Potrebbe succedere anche prima, tuttavia l’assessora a Bilancio e Patrimonio Luisa Ciambella preferisce fare i conti con imprevisti, varie ed eventuali.
Dalla sede, piuttosto disagiata, oggi a via san Lorenzo, al pianoterra del palazzo ricostruito a via Matteotti. Un modo per ridare anche un minimo di dignità a una zona nell’abbandono. Per quanto possibile.
Sarà un front office per l’utenza e arriva in concomitanza con l’affidamento della gara per il supporto all’ufficio comunale tributi.
“Da settembre – anticipa Ciambella – coadiuveranno la struttura del comune”. Una storia lunga quattro anni che si avvia a conclusione.
Partita con la rescissione del contratto con Esattorie. Sei dei lavoratori impegnati all’epoca nella società dovrebbero essere riassorbiti dalla vincitrice dell’appalto.
“Ma la gestione dei tributi – sottolinea Ciambella – rimarrà in capo a palazzo dei Priori, per non trovarci più nella situazione che abbiamo passato, senza avere nemmeno la disponibilità dei documenti”.
Mentre i quattro milioni di euro di contenzioso con la ex concessionaria, il comune li ha recuperati quasi del tutto.
“La nuova sede per i tributi – spiega Ciambella – è decisamente più dignitosa rispetto a oggi. Anche il resto degli uffici contiamo di trasferirli al secondo piano dell’ex tribunale a piazza Fontana Grande”. Dopo l’anagrafe, al pianterreno.
La gara per il supporto al settore tributi è stata affidata all’impresa che è arrivata seconda in graduatoria. La prima è stata esclusa.

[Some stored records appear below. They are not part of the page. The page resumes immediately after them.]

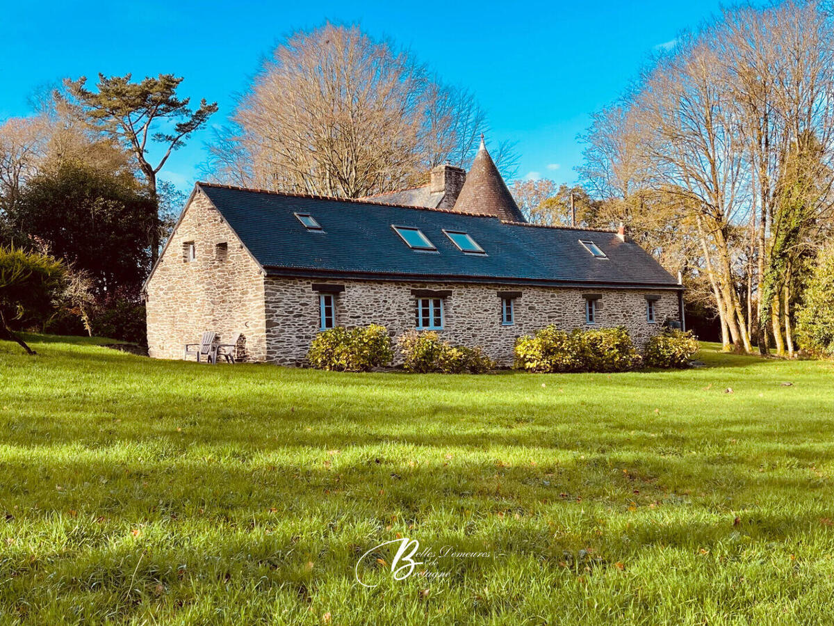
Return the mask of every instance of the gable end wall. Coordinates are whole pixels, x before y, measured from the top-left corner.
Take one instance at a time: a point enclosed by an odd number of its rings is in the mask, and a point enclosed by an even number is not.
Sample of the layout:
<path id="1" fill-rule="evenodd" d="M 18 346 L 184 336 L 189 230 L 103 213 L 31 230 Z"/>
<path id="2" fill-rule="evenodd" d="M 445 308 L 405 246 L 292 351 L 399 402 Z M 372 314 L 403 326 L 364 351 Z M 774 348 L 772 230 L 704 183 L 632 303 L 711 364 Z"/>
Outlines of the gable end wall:
<path id="1" fill-rule="evenodd" d="M 183 246 L 193 241 L 196 260 L 183 260 Z M 215 245 L 226 242 L 226 260 Z M 266 359 L 264 277 L 244 247 L 202 192 L 186 207 L 159 264 L 146 286 L 148 348 L 151 356 L 182 359 L 185 344 L 215 331 L 221 343 L 245 336 L 248 361 Z"/>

Hanno partecipato in quattro, tre sono state ammesse. Ma quella che aveva ottenuto il punteggio più alto alla fine è stata esclusa. “L’offerta è risultata anomala – spiega il ragioniere capo Stefano Quintarelli – e come prevede la norma sono stati chiesti chiarimenti”. Che hanno portato all’esclusione.
“Mi risulta – dice Sergio Insogna (Psi) in commissione – che la ditta piazzatasi prima avesse già contattato i lavoratori. Una situazione antipatica”. Adesso non resta che attendere e sperare. Che non ci siano ricorsi.